In response Tidhar acknowledged, "The British officers thought that they were my commanding officers. But my true commanding officer was Rav Kook. For me, any request of the rabbi was an order, which I tried to carry out to the best of my ability. I considered it a great privilege to fulfill the Chief Rabbi's wishes." When, in 1924, Tidhar became engaged to Rebecca Kapiluto of Hebron Rav Kook insisted the wedding be held in his own residence and that he would provide the wedding meal.

In 1924,during a demonstration in Jerusalem, Tidhar accosted the Grand Mufti of Jerusalem, Amin al-Husseini, telling him to stop the provocations that were leading to bloodshed.

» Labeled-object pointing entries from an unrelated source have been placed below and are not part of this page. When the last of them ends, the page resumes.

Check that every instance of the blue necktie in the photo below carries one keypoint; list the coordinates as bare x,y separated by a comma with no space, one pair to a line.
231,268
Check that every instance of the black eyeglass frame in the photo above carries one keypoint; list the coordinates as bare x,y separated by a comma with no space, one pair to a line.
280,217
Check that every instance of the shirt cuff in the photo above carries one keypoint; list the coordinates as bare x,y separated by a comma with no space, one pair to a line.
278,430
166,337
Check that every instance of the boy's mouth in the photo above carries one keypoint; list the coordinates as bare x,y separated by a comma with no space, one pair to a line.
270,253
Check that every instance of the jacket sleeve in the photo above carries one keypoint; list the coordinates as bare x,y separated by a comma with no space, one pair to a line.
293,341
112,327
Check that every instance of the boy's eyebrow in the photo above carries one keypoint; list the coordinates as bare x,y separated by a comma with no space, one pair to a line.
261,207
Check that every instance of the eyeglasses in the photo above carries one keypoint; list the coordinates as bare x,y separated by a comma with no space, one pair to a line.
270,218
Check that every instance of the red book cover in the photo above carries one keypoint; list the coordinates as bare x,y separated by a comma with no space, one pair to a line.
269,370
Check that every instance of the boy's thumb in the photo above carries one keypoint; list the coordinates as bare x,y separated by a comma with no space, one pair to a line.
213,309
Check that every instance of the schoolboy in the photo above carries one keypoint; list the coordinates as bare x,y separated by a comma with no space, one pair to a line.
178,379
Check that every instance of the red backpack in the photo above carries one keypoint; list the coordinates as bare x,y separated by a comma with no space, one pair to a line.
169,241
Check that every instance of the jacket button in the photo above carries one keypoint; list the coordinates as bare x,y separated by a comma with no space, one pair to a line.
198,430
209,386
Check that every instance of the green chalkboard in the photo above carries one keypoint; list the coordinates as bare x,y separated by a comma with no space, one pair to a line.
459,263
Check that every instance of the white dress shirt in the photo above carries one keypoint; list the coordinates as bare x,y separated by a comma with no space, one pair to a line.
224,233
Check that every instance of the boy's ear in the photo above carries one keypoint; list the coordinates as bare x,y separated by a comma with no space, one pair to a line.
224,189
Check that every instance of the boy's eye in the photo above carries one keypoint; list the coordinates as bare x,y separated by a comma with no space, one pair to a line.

In 1926 he opened a private investigation bureau in Tel Aviv. The firm specialized in commercial investigations for local banks and companies. In December 1926, he published an article in a Tel Aviv weekly criticizing the commander-in-chief of the Mandatory police force. Realizing that he was liable to be tried and possibly imprisoned for it, he moved to Cairo with his wife and their infant daughter. He returned to Tel Aviv in 1931 and reopened his bureau. Throughout the years he put his particular knowledge of Arab affairs and of the Mandatory government at the disposal of the yishuv institutions and of the Jewish Agency.

==Later career==
Tidhar was never involved with any political party - staying friends with all factions. He started publishing books and articles - with a first work, while still a police officer: Criminals and Crimes in Erets-Yisrael - later translated into English and Arabic.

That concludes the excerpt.